Nach den Terroranschlägen von Paris fährt Trainer Alfred Gislason vom THW Kiel mit einem "mulmigen Gefühl" zum Auswärtsspiel in die französische Hauptstadt.

Trainer Alfred Gislason vom THW Kiel sieht der Partie der "Zebras" bei Paris Saint-Germain nach den Terroranschlägen in der französischen Hauptstadt mit Sorge entgegen.

"Leider bin ich nicht derjenige, der es entscheidet. Ich finde es sehr schwierig, jetzt dorthin zu kommen, wo Alarm ohne Ende ist", sagte Gislason bei SPORT1 im Hinblick auf das Auswärtsspiel am Samstag in der Champions League.

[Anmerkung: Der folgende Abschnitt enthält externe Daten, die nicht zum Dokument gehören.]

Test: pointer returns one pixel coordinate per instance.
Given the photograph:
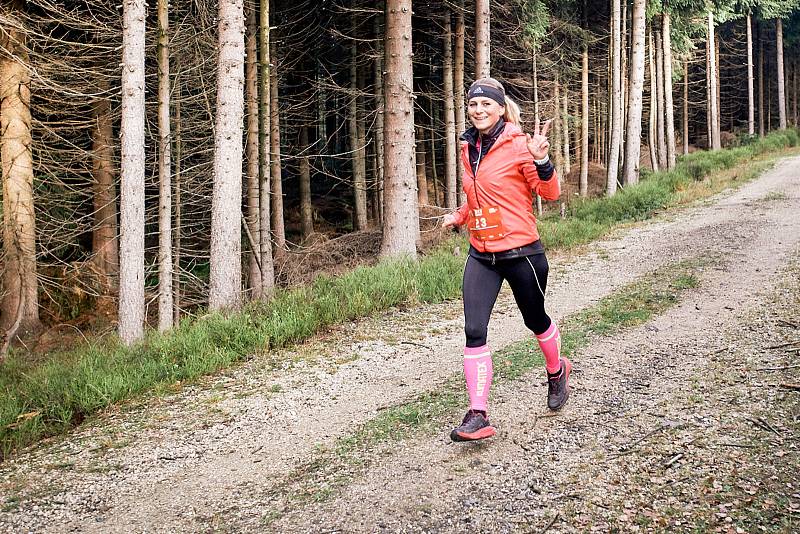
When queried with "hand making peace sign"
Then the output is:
(538, 144)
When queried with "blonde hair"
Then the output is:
(512, 113)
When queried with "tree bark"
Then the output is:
(781, 83)
(458, 82)
(652, 128)
(615, 122)
(712, 70)
(450, 146)
(356, 147)
(669, 109)
(252, 152)
(226, 203)
(278, 227)
(131, 284)
(751, 111)
(104, 236)
(306, 208)
(164, 174)
(264, 157)
(482, 39)
(401, 221)
(584, 179)
(633, 131)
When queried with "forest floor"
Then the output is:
(687, 422)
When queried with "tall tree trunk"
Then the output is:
(584, 180)
(131, 269)
(379, 106)
(164, 174)
(226, 203)
(176, 235)
(104, 237)
(712, 70)
(306, 208)
(264, 157)
(615, 123)
(566, 162)
(251, 152)
(668, 102)
(278, 227)
(450, 145)
(458, 82)
(482, 39)
(781, 83)
(652, 128)
(401, 221)
(685, 126)
(751, 111)
(761, 116)
(356, 147)
(633, 131)
(422, 177)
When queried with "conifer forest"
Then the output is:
(160, 158)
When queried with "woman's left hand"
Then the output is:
(538, 144)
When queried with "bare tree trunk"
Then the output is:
(278, 227)
(616, 100)
(458, 82)
(164, 174)
(668, 103)
(584, 180)
(751, 111)
(761, 125)
(306, 208)
(252, 152)
(482, 39)
(567, 166)
(379, 128)
(104, 237)
(685, 105)
(652, 133)
(226, 203)
(131, 283)
(450, 145)
(401, 221)
(712, 70)
(176, 234)
(781, 86)
(264, 157)
(356, 147)
(422, 178)
(633, 131)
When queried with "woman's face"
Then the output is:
(484, 113)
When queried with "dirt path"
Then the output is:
(202, 458)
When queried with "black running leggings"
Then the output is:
(527, 278)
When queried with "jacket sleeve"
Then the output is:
(462, 214)
(549, 189)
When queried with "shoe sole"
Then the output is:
(566, 396)
(483, 433)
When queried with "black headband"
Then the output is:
(498, 95)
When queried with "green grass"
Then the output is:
(629, 306)
(46, 398)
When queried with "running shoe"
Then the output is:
(474, 426)
(558, 386)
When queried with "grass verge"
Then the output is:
(47, 398)
(333, 468)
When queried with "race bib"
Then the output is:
(486, 224)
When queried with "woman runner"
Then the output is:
(504, 167)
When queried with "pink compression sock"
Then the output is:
(478, 372)
(550, 343)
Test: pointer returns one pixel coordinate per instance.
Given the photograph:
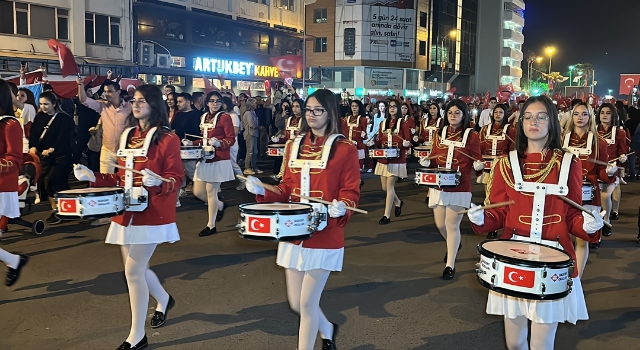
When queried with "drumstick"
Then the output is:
(273, 189)
(490, 206)
(578, 206)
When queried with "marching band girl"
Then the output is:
(582, 140)
(308, 263)
(217, 130)
(539, 157)
(456, 137)
(615, 137)
(496, 139)
(392, 132)
(139, 232)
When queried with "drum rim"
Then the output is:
(244, 210)
(525, 263)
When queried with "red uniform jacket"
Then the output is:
(163, 159)
(359, 125)
(561, 220)
(396, 139)
(224, 132)
(10, 154)
(339, 180)
(503, 146)
(464, 163)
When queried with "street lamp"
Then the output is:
(452, 35)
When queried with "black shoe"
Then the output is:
(330, 344)
(13, 274)
(159, 318)
(207, 232)
(141, 345)
(448, 273)
(398, 211)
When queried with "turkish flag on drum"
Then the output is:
(259, 225)
(520, 278)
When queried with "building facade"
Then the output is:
(97, 32)
(500, 42)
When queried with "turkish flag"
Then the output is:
(67, 205)
(627, 81)
(68, 64)
(259, 225)
(520, 278)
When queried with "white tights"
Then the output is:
(304, 289)
(389, 186)
(208, 192)
(12, 260)
(448, 223)
(542, 334)
(141, 281)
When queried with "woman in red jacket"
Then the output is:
(392, 132)
(455, 138)
(10, 163)
(139, 232)
(214, 170)
(539, 156)
(308, 263)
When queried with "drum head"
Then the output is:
(525, 253)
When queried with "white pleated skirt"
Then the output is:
(571, 308)
(399, 170)
(9, 205)
(293, 256)
(152, 234)
(220, 171)
(460, 199)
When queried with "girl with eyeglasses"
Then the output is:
(496, 139)
(214, 169)
(309, 263)
(615, 137)
(539, 156)
(455, 138)
(582, 140)
(392, 132)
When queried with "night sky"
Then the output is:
(603, 33)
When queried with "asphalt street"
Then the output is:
(231, 295)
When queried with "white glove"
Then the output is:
(337, 209)
(478, 165)
(83, 173)
(254, 185)
(150, 179)
(476, 214)
(593, 223)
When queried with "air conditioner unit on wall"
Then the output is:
(163, 61)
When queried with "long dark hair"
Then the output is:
(329, 102)
(554, 140)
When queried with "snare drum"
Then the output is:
(387, 153)
(438, 177)
(524, 269)
(190, 152)
(421, 151)
(275, 150)
(277, 221)
(90, 203)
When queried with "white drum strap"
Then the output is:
(578, 151)
(540, 191)
(452, 144)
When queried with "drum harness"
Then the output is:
(135, 197)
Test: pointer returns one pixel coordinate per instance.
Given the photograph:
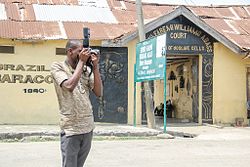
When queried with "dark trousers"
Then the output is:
(75, 149)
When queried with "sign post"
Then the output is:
(151, 64)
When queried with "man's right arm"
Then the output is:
(72, 82)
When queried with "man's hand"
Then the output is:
(84, 55)
(95, 59)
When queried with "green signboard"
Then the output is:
(150, 59)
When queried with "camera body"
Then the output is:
(86, 35)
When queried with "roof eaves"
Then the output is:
(182, 10)
(215, 34)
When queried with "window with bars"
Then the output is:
(7, 49)
(60, 51)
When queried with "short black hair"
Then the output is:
(73, 43)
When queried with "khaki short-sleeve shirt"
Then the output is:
(76, 114)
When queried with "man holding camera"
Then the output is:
(73, 80)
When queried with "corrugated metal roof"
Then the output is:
(108, 19)
(94, 3)
(31, 30)
(73, 13)
(2, 12)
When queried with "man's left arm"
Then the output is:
(97, 82)
(97, 89)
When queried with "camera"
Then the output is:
(86, 36)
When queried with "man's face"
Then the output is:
(74, 52)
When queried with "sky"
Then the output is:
(200, 2)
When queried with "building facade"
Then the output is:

Der Isländer weiter: "Man weiß ja nicht, wie alles wird, da auch der Flughafen unter besonderer Beobachtung steht. Man hat natürlich ein mulmiges Gefühl."

Gislason hat nach den Geschehnissen am vergangenen Freitag Mitleid mit den Bewohnern von Paris und auch dem Gegner: "Natürlich tun mir die Pariser leid, und auch PSG", meinte er.

Den Fokus will der 56-Jährige nun auf das Sportliche legen: "Wir müssen versuchen, uns auf das Spiel zu konzentrieren."